5 ways the new Medicare rules will change your job

The new Medicare billing rules will cause many changes in your ED’s operations, say emergency medicine experts. Here are several things to prepare for:

1. Nursing services will need to be documented and billed for.

It is estimated that 50% of payments from Medicare will be linked to nursing procedures, reports Mason Smith, MD, FACEP, president and chief executive officer of Lynx Medical Systems, a Bellevue, WA-based consulting firm specializing in coding and reimbursement for emergency medicine. "What is going to catch everybody by surprise in the ED is that nursing services will become a major source of payment," he predicts.

Nursing documentation will drive payment of these services. "It’s going to be incumbent on the nursing department to work out how they are going to capture these charges," he says. "Nursing services will need to be recorded so it can be identified they were performed."

Nurses will also need to document current procedural terminology visit levels. "They will need to meet the physician documentation guidelines and will have to do evaluation and management coding just like physicians," he says. "So that means a complete revision of their charge master for assigning visit levels."

2. An expanded list of services will be necessary.

"The ED will need to include both services currently charged for by the physician, and an expanded list of services typical for physician offices, such as administration of medication by [intramuscular] injection," he says. "Some of these procedures are going to be bundled, but the majority are not."

Two hundred specific procedure codes will need to be added to cover all of the services that may be performed, he adds. Some of these procedures are performed only by nurses. "Because of that, nurses cannot simply take the physicians charges and use those to determine their charges for services," Smith says. "That will potentially work for visit levels, assuming that the physicians are accurately charging, which may not be the case."

By reviewing the HCFA-proposed regulations published in the Sept. 8, 1998, Federal Register, you can learn whether or not your charge master is complete. "Your charge master will be radically different in the future, because it will need to list between 200 and 300 specific charges," he says.

3. There will be a limitation on the amount of copayments that hospitals can bill for.

This change could have a major impact on a hospital, depending on its pricing strategy, according to Smith. "If a hospital has had very high prices, then they are going to see a very significant cash reduction. There is a limitation on patient copayment, and that is the part hospitals can bill for immediately after providing a service."

Under current law, 20% of a Medicare patient’s bill is charged as a copayment. "Under the new rules, every line item will have a limited copayment. And that co pay ment will not be billable until after Medicare has told the hospital that it is an approved service, just like they do for physicians," Smith explains. As a result, hospitals will not be able to bill immediately for copayments. "They will be dependent on the turnaround of the Medicare explanation of benefits, so that they know what they are legally allowed to bill," he says.

Under the proposed prospective payment system (PPS), beneficiary copayment eventually will be limited to 20% of the maximum allowable payment from the Medicare program. "The copayment policy includes incentives for hospitals to voluntarily reduce beneficiary copayment toward the 20% copayment objective," he explains.

4. The administrative burden will increase.

Hospitals will submit more detailed bills than they have in the past, which will result in a major increase in paperwork, he says. "Maintaining 300 separate charges, as opposed to the usual five or six, is work in itself."

Preparing for the new system will call for the creation of new charge masters for facility services that parallel those for physician services. "This will require redefining and repricing the services provided in the ED," he says.

Hospitals will need to submit the appropriate ambulatory patient classification visit code to describe the services related to the medical visit portion of the ED visit. "Most hospitals have assigned individual patients a single charge for the services provided in the ED," Smith explains.

For example, a hospital may have eight levels of ED care.
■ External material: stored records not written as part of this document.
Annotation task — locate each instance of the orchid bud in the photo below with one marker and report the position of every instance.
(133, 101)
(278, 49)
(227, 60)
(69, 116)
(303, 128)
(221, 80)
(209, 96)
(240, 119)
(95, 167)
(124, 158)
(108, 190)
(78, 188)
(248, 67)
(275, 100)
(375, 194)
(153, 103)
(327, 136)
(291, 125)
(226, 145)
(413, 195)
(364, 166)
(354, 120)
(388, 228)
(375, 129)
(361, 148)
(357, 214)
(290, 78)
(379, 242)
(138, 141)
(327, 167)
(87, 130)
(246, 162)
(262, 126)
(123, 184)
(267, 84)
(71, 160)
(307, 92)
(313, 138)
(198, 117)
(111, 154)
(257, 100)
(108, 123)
Level 2 may include a visit and simple suturing of a wound. Level 3 may apply to a sprained ankle requiring an X-ray. "Under the PPS, billing in this fashion will not result in full payment to the hospital. To be paid appropriately under the proposed system, hospitals will have to report ED services following the same coding conventions required for physicians."

Now, the number of ED charges will have to increase to encompass charges that were previously captured by central service and ancillary departments, particularly pharmacy and central supply, Smith explains. The average number of charges per encounter is likely to be about two and one-half, he adds.

EDs must ensure their charge masters identify the items and services that were previously charged by other departments. "For example, a tetanus toxoid immunization injection is often reported as a pharmacy charge," he notes. Under the PPS, the service must be reported by the ED.

5. Miscoding will have a greater impact.

Many hospitals have instituted very conservative compliance programs to avoid fraud and abuse allegations. "Those programs have been targeted at the physician services, not at the hospital services," says Smith. "Often, the compliance staff are not well-informed in assigning ED evaluation and management codes and assign very low levels, which are not appropriate."

Currently, those mistakes affect only the physician payment, but they will affect the hospital’s payment in the future. "If you don’t assign the correct visit level, it will cost the hospital a lot of money," he says. "Since you will be on a fee schedule, you can’t make up for it on the cost report, so that old standard tool is no longer available."